IMAPS Advanced Technology Workshop on Integrated/Embedded Passives to Feature Presentations from DuPont
This workshop will feature the latest papers on integrating resistors, capacitors, and inductors into leading edge applications. and will focus on all aspects of passive integration from basic materials to design to manufacturing to applications like SiP. In addition, passive integration technology and market trends will be covered.
Topics will be presented from industry leaders including AVX, DuPont, NXP Semiconductors, Oak Mitsui, Omega Technologies, Samsung and leading research institutions like Georgia Tech, Fraunhofer Institute, IMEC, University of Arkansas and others.
Passive technologies are essential for implementing smaller, cheaper and faster products. This workshop is an opportunity for passive integration developers to interact with industry leaders who are bringing these technologies to the marketplace.
Members of DuPont’s technical staff will chair a session and give two separate presentations at the workshop: Performance Improvements Through the Use of Embedded Capacitors in Flip-Chip IC Packages , scheduled for Thursday, November 15.
On November 16, The Use of Embedded Planar Capacitors for I/O Decoupling will be presented.

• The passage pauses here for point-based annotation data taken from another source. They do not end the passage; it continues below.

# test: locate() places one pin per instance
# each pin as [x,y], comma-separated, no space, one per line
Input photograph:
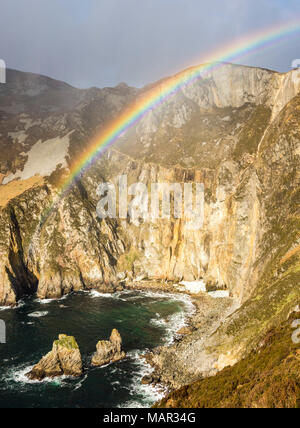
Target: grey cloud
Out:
[103,42]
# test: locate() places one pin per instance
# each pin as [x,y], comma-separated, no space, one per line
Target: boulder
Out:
[108,351]
[64,359]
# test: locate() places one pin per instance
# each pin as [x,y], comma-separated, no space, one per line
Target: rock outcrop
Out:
[64,359]
[235,130]
[109,350]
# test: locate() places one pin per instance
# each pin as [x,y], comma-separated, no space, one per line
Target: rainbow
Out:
[163,91]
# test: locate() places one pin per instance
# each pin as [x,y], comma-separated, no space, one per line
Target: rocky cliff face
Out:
[236,130]
[63,359]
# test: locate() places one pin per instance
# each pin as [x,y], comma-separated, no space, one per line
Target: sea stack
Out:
[64,359]
[109,350]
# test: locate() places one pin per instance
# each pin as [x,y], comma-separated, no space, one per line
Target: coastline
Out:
[171,364]
[164,370]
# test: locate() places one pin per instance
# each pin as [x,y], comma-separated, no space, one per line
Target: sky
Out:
[104,42]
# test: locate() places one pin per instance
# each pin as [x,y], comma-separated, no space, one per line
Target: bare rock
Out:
[109,350]
[64,359]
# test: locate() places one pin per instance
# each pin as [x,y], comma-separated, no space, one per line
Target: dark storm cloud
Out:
[103,42]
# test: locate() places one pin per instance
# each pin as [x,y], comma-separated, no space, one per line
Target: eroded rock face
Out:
[209,132]
[64,359]
[109,350]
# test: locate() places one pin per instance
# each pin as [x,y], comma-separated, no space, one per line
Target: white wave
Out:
[47,301]
[148,393]
[38,314]
[18,306]
[194,286]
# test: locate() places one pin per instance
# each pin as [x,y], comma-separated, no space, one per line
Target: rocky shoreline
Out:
[174,365]
[170,368]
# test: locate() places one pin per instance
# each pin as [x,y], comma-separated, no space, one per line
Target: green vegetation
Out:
[65,341]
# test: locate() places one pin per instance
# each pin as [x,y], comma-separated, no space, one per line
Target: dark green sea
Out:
[144,319]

For more details, please visit www.imaps.org/passives
Performance Improvements Through the Use of
Embedded Capacitors in Flip-Chip IC Packages
Daniel Amey, Karl Dietz and William Borland
Dupont Electronic Technologies
Research Triangle Park, NC
The integration of embedded Thick Film capacitors and polyimide based planar capacitor laminate materials in IC packages has been investigated by a joint program sponsored by DuPont with the Georgia Institute of Technology Packaging Research Center (PRC). The PRC provided fabrication, electrical modeling and simulation and DuPont provided the component materials. Test vehicles with different designs were fabricated and tested. The test vehicles included embedded ceramic-fired-on-foil Thick Film capacitors with microvia interconnects and structures with planar capacitor laminate layers. Build-up dielectric layers were interconnected by semi-additive processing and laser microvia technology. Measured electrical performance data were used to create models of alternative package designs and to perform simulations to determine the designs offering the most effective power delivery and noise decoupling in accordance with substrate feature needs projected by the ITRS roadmap. The presentation will include integration of capacitors into substrate layers in close proximity to the IC, capacitor interconnections designed for low inductance and low impedance and achieving low target impedance over a mid-frequency range through capacitor designs and arrays resulting in a range of different resonance frequencies.
The Use of Embedded Planar Capacitors for I/O Decoupling
Daniel Amey, Karl Dietz and Sounak Banerji
DuPont Electronic Technologies
Research Triangle Park, NC
Current trends in the electronic industry for increasing miniaturization of electronic products has led to the integration of components within semiconductor packages and boards. Traditionally, discrete decoupling capacitors placed on the surface of the board or the package have been used to decouple active switching circuits. However, with increasing clock rates and their higher harmonics, decoupling has to be provided in the GHz range. Discrete decoupling capacitors are no longer effective in this region because of the increased inductive effects of the current paths of the capacitors. This limits their effectiveness to a maximum of 200 to 400 MHz. Inclusion of embedded planar capacitor laminates in the stackup have shown improvements in the overall power system impedance profile and have been shown to exhibit better noise performance. The main contributor to this superior performance is the reduced inductive effect resulting from conductive planes and thinner dielectric of the embedded laminate.
This presentation discusses the performance of various embedded planar capacitor laminates in decoupling input/output (I/O) circuits. High frequency circuits were designed to demonstrate power system noise reduction and noise coupling suppression between signal traces and power-ground planes. Based on measured results, simulations for different interconnect configurations and thickness’ of embedded planar capacitor laminates were performed The presentation will describe the high frequency passive test vehicles and an active test vehicle designed to compare the simultaneous switching noise improvement of the I/O return current path. Simulations will be presented for high speed single ended and differential buses with data rates of 1Gbps, 5Gbps and 10Gbps. Power system simultaneous switching noise and signal jitter and attenuation (eye diagrams) using embedded capacitor laminates with different constructions and thickness’ will be compared.